Uribe no era un agitador ni un caudillo disfrazado de salvador. Era un político joven, formado, con vocación de diálogo y la convicción de que la política debía ser un puente, no una trinchera. Su campaña estaba marcada por el contacto directo con la gente, por caminar calles sin miedo, confiado en que su mayor escudo era la cercanía. Ese mismo espíritu valiente pero vulnerable fue lo que lo expuso al ataque mortal.

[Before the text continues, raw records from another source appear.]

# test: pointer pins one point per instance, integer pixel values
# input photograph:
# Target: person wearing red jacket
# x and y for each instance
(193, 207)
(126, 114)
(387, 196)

En nuestra región, la lista de líderes asesinados por atreverse a competir limpiamente es dolorosamente larga. Luis Carlos Galán en Colombia, Fernando Villavicencio en Ecuador, Marcelo Pecci en Paraguay… y muchos otros menos conocidos que cayeron lejos de las cámaras, pero con el mismo patrón detrás: un sistema democrático débil, infiltrado por el crimen organizado, donde la violencia política se ha convertido en herramienta estratégica. Quien mata a un candidato no solo silencia a un adversario; envía un mensaje de terror que recorre las venas de la sociedad entera: “No se atrevan”.
Lo más indignante es la reacción de ciertos actores internacionales. Hay un silencio selectivo, incómodo, que se instala cuando la víctima no encaja en la narrativa ideológica que les conviene. Algunos se apresuran a defender a quienes socavan las instituciones desde dentro, pero se muestran tibios o directamente mudos cuando el caído es un demócrata que defiende el Estado de derecho. Esa indiferencia es letal. Mata dos veces: primero al hombre, luego a la esperanza colectiva de que la política sea un terreno seguro para todos.
Y es que el riesgo no se limita a Colombia. En un continente marcado por la polarización extrema, la debilidad institucional y la creciente penetración del crimen organizado en la vida pública, este tipo de crímenes se convierten en un espejo incómodo. Hoy fue Bogotá; mañana podría ser Quito, Lima, Ciudad de México o cualquier ciudad de nuestra geografía política.
Si callamos, aceptamos que la democracia se escriba con sangre. Que cada proceso electoral sea una ruleta rusa para quienes aspiran a liderar sin rendirse a la corrupción o la violencia. Y lo que está en juego no es solo la vida de un candidato: es el derecho de los ciudadanos a elegir sin miedo, a decidir su futuro sin la sombra de un fusil marcando la papeleta.
Cuando matan a un demócrata en campaña, no apagan una voz: intentan enterrar la democracia entera. Frente a eso, no hay espacio para la neutralidad. Callar no es prudencia; es complicidad. Y en tiempos como estos, la complicidad se paga con el futuro de toda una nación.